The Heritage Trail plaque is located at the front of the Old Granary, converted to residential use in around 1990. Former occupiers of the site included Hardings grain merchants, Hickman Brothers corn, cattle food and fertilizer merchants, Critchcraft and Logan Homecare.
Next to the Old Granary is the access to Green Lane. Although it appears to be quiet residential street, Green Lane was almost a small industrial estate at the beginning of the 20th century. The large building next to the access, together with the land on which the houses in the lane are sited, was last occupied by the Chemical Pipe and Vessel Company, although there had previously been a row of cottages to the rear forming the original Green Lane.

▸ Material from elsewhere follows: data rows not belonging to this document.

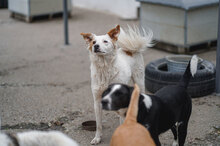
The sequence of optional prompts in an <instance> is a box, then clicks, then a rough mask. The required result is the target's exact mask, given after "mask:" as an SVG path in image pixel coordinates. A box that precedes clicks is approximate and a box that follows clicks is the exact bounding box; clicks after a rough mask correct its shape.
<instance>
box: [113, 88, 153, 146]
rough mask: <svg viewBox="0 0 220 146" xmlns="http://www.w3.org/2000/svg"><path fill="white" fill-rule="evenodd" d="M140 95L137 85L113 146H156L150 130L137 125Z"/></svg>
mask: <svg viewBox="0 0 220 146" xmlns="http://www.w3.org/2000/svg"><path fill="white" fill-rule="evenodd" d="M139 94H140V89H139V87H138V86H137V85H136V84H135V85H134V91H133V93H132V97H131V101H130V105H129V107H128V112H127V115H126V118H125V121H124V123H123V124H122V125H120V126H119V127H118V128H117V129H116V130H115V132H114V134H113V136H112V139H111V146H155V143H154V141H153V139H152V138H151V136H150V134H149V132H148V130H147V129H146V128H145V127H144V126H142V125H141V124H139V123H137V113H138V101H139Z"/></svg>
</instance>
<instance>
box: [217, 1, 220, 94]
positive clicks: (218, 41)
mask: <svg viewBox="0 0 220 146" xmlns="http://www.w3.org/2000/svg"><path fill="white" fill-rule="evenodd" d="M216 94H217V95H220V3H219V7H218V44H217V54H216Z"/></svg>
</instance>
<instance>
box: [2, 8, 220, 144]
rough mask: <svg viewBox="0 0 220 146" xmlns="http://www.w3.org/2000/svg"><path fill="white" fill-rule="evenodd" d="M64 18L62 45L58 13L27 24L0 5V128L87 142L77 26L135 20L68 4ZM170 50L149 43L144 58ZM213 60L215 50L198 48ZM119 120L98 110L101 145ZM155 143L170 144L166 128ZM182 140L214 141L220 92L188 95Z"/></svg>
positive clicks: (84, 142)
mask: <svg viewBox="0 0 220 146" xmlns="http://www.w3.org/2000/svg"><path fill="white" fill-rule="evenodd" d="M72 14H73V17H72V18H71V19H69V35H70V45H69V46H64V45H63V42H64V41H63V24H62V19H61V18H56V19H52V20H49V21H48V20H41V21H35V22H33V23H31V24H28V23H25V22H22V21H19V20H15V19H11V18H9V11H8V10H6V9H1V10H0V116H1V119H2V129H3V131H6V132H7V131H12V132H17V131H26V130H30V129H39V130H51V129H55V130H61V131H63V132H64V133H66V134H68V135H69V136H70V137H72V138H73V139H75V140H76V141H77V142H78V143H79V144H80V145H81V146H88V145H90V141H91V140H92V138H93V137H94V135H95V132H90V131H86V130H82V126H81V123H82V122H84V121H86V120H94V119H95V116H94V111H93V98H92V94H91V89H90V68H89V66H90V61H89V57H88V52H87V50H86V48H85V43H84V40H83V39H82V37H81V36H80V35H79V34H80V33H81V32H93V33H96V34H104V33H106V32H107V31H108V30H110V29H111V28H112V27H114V26H115V25H116V24H120V25H122V26H126V25H127V24H130V25H133V24H138V23H139V21H125V20H121V19H119V18H118V17H117V16H114V15H109V14H103V13H100V12H95V11H88V10H84V9H79V8H73V12H72ZM169 54H170V53H167V52H163V51H158V50H155V49H149V50H148V51H146V52H145V53H144V60H145V64H148V63H149V62H150V61H152V60H155V59H158V58H161V57H164V56H166V55H169ZM198 56H200V57H202V58H204V59H207V60H209V61H211V62H213V63H215V61H216V60H215V58H216V51H215V50H214V51H209V52H206V53H201V54H198ZM118 125H119V120H118V117H117V116H116V114H115V113H112V112H103V127H104V128H103V139H102V142H101V144H100V145H101V146H107V145H109V141H110V138H111V135H112V133H113V131H114V129H115V128H116V127H117V126H118ZM160 139H161V143H162V144H163V145H171V144H172V141H173V137H172V135H171V134H170V132H167V133H165V134H162V136H161V138H160ZM186 145H213V146H214V145H220V97H218V96H215V95H210V96H206V97H203V98H198V99H193V111H192V116H191V119H190V122H189V128H188V136H187V140H186Z"/></svg>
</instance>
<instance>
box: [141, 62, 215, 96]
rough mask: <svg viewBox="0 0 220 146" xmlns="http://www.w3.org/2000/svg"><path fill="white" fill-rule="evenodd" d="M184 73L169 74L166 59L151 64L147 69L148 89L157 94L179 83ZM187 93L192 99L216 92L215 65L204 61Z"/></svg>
mask: <svg viewBox="0 0 220 146" xmlns="http://www.w3.org/2000/svg"><path fill="white" fill-rule="evenodd" d="M182 75H183V72H168V69H167V61H166V59H165V58H162V59H159V60H155V61H152V62H150V63H149V64H148V65H147V66H146V68H145V86H146V89H147V90H148V91H150V92H152V93H155V92H156V91H157V90H159V89H160V88H162V87H164V86H167V85H175V84H177V83H178V82H179V80H180V78H181V77H182ZM187 91H188V93H189V95H191V97H202V96H206V95H209V94H211V93H213V92H214V91H215V65H214V64H212V63H211V62H209V61H207V60H203V62H202V63H201V66H200V68H198V70H197V73H196V74H195V76H194V78H191V80H190V83H189V86H188V88H187Z"/></svg>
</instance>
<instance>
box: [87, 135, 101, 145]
mask: <svg viewBox="0 0 220 146" xmlns="http://www.w3.org/2000/svg"><path fill="white" fill-rule="evenodd" d="M100 142H101V137H95V138H94V139H93V140H92V141H91V142H90V143H91V144H92V145H95V144H99V143H100Z"/></svg>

The surviving building was originally the village workhouse and gaol, built in about 1730. Adjoining the workhouse was the smallpox house. The building was also later occupied by Downton Home Industries, the Unionist (Conservative) Club and the South Wilts Bacon Curing Company. The land behind the workhouse was the old Downton gas works run by the Downton Petrol Air Gas Company.
Downton Home Industries was founded in 1901 by Mrs Plumtree and Mrs Robinson, under the patronage of the Countess of Radnor, primarily to organise local lacemakers and other craft workers into a more professional unit. It is not known exactly when lace making started in Downton, but it continued as an ‘industry’ until 1966, although by then it had moved back into the cottages. The Salisbury and South Wiltshire Museum has an excellent display of Downton lace.
Although several examples of artisan thatched cottages have been demolished over the past century, a number of listed buildings and other properties of interest remain in this part of The Borough. On the northern side of the first green, between the Old Granary and Moulds Bridge are the following:
Horsehoe Court was formerly the Three Horseshoes, a public house,which was converted into flats in around 1990. Next to the old pub, at 83 The Borough, a new house has been built on the site of Mr Miles’ legendary ‘shell house’. During the 1960s and 1970s coach parties of tourists visiting the New Forest and Salisbury would make a special excursion to view the model village he had created out of broken tiles, pottery and crockery. Remnants can still be seen on the boundary walls of the property.
79 The Borough (Hurdles) was formerly the Free and Easy public house and a grocer’s shop. The Barber Shop (previously the Cottage Loaf baker’s shop) was formerly occupied by Ernest Street’s ironmongers, grocers and provisions shop and the Halifax Building Society. The Free and Easy, along with the George and Dragon was possibly closed as a result of the activities of a Temperance Society (Heritage Trail Plaque 8).
Returning to the southern side, 86 The Borough (Caxton House) was formerly used by an estate agent, Anneke’s Fashions and a baker’s shop. Cottages and a set of advertising hoardings once occupied the area of 78 to 84 The Borough, while 76 The Borough (Herons Walk) was built on the site of the former Army Cadet Hut. In November 1918, as part of the village's Armistice celebrations, an effigy of the Kaiser was burnt on a bonfire in the meadow on this site.